Stop and think for a minute: what was the first primer you used for learning to read.

Mine was Dick and Jane. I so enjoyed those books-especially the illustrations. Recently at a garage sale, I came across a copy of “The Sunbonnet Babies Primer” by Eulalie Osgood Grover. Instantly, I was reminded of the stories my mother had shared with me about this primer because this was her first reading book. She searched high and low in McLean County for a copy of this primer when I was learning to read, but to no avail.

As an adult, she was still inspired by the vignettes of Molly and May, the sunbonnet girls. With no book in sight, she retold their stories to me with great detail. Before long, visions of them stretched into my imagination. As I carefully paged through this 1902 first edition and took notice of the charming sunbonnet girls of yesteryear, a powerful wave of emotions began to stir my tranquil body about this primer. All the elements of my Mother’s soft reminiscences for her favorite childhood pals began to float forward.

In her sunbonnet of blue and her dress of yellow was May. With her head tilted down and a bonnet of pink comes Molly, and her dress is blue. The contents revealed that at last I would get to see firsthand all the chapters. I took special note of “The Picnic” and “The Circus” since these were two that Mom had shared the most often with me. Is it not true that as children our brains are certainly like sponges? Willing to soak up information at all times-thank goodness for guiding parents who pour into that sponge streams of worthwhile knowledge. Upon purchasing the book, I headed for home and docked myself on the comfortable wicker of our front porch. As I read each story, I could clearly see my mother’s foundation in reading was well anchored in this quaint primer.
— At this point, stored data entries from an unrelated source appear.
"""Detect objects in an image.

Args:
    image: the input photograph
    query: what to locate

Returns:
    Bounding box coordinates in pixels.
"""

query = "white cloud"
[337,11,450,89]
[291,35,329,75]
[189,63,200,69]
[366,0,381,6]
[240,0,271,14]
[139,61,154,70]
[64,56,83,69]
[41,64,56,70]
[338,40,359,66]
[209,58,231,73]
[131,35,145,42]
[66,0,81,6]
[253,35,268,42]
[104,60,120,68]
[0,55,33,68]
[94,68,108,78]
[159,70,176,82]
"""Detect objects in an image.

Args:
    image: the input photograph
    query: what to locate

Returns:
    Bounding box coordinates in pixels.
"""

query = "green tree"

Sunbonnet Babies Primer was written by Eulalie Osgood Grover and illustrated by Bertha L. Corbett. The adventures of Molly and May are brought to life on the pages of The Sunbonnet Babies Primer. It is easy for the reader to become engaged as the stories are not told for them but by the adorable Molly and May. Miss Grover certainly did not skip on the technical side of this primer. The vocabulary is the natural vocabulary of children and contains 329 words. This winning combination of charming simple art work, great adventures, and a rock solid technical foundation made The Sunbonnet Babies Primer a gigantic success. Within a very short time it was extensively used throughout the United States. A second series entitled The Overall Boys was released in 1905 by Miss Grover, and it introduced two equally charming boy characters. Miss Grover skills and smart perception allowed her to write 27 books that sold over four millions copies. Miss Grover was born June 22, 1873 in Mantorville, Minnesota. In later years, she moved to Winter Park, Florida where she passed in 1958. A great collection of her books is on display at the Winter Park Library.

It is interesting to note that the two little girls’ faces are completely covered by large sunbonnets-no one ever gets to see their faces. This was certainly a new take on illustration.
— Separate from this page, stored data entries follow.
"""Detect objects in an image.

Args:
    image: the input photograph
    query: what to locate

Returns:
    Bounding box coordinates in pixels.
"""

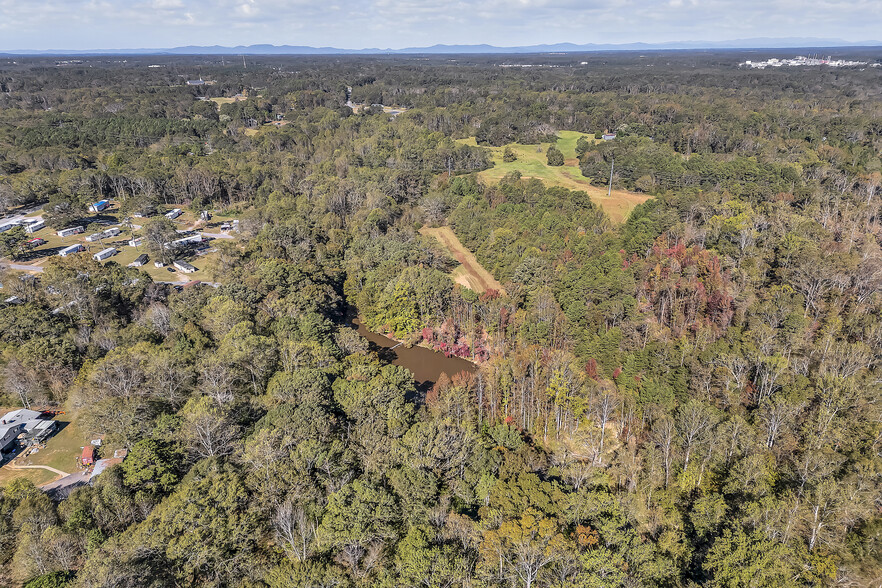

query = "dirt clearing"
[420,226,504,295]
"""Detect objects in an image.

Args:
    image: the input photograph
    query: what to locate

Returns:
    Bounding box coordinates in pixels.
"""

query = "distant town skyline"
[1,0,881,51]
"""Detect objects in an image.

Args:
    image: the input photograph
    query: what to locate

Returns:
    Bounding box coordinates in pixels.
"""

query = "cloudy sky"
[1,0,880,50]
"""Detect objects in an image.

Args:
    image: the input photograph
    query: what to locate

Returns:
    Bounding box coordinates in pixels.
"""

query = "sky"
[1,0,881,51]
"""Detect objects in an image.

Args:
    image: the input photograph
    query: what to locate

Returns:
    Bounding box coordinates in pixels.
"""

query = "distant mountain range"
[3,38,882,56]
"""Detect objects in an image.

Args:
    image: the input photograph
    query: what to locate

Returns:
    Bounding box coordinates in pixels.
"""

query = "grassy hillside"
[461,131,650,223]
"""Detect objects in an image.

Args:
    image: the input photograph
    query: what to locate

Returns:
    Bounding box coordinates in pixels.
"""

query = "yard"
[0,410,92,488]
[460,131,651,223]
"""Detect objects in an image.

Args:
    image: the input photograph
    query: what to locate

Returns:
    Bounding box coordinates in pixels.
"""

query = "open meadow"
[461,131,651,223]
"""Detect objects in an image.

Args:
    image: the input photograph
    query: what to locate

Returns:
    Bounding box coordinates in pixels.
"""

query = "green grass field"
[460,131,650,223]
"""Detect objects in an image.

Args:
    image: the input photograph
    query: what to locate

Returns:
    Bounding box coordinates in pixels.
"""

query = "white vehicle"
[93,247,117,261]
[57,226,85,238]
[58,244,85,257]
Bertha L Corbett was the gifted illustrator who came up with this creative idea. Did it allow readers to imagine themselves under the bonnet? Today we still see sunbonnet girls on cards, kitchen towels and quilts. It certainly proved that we do not need to see a face to make a figure expressive and very memorable.

This is a primer worth searching after, and I feel blessed to have found this copy. One glance at this book and you realize it embodies the simple riches of childhood. Soon I shall reread this book to my mother at the nursing home. Since it will be a bit of celebration, I feel a worthy meal must come before our reading at the nursing home. Joining in the celebration will also be a fresh garden salad and for dessert, orange pie! A delicious meal and an afternoon of reading-what could be better than that?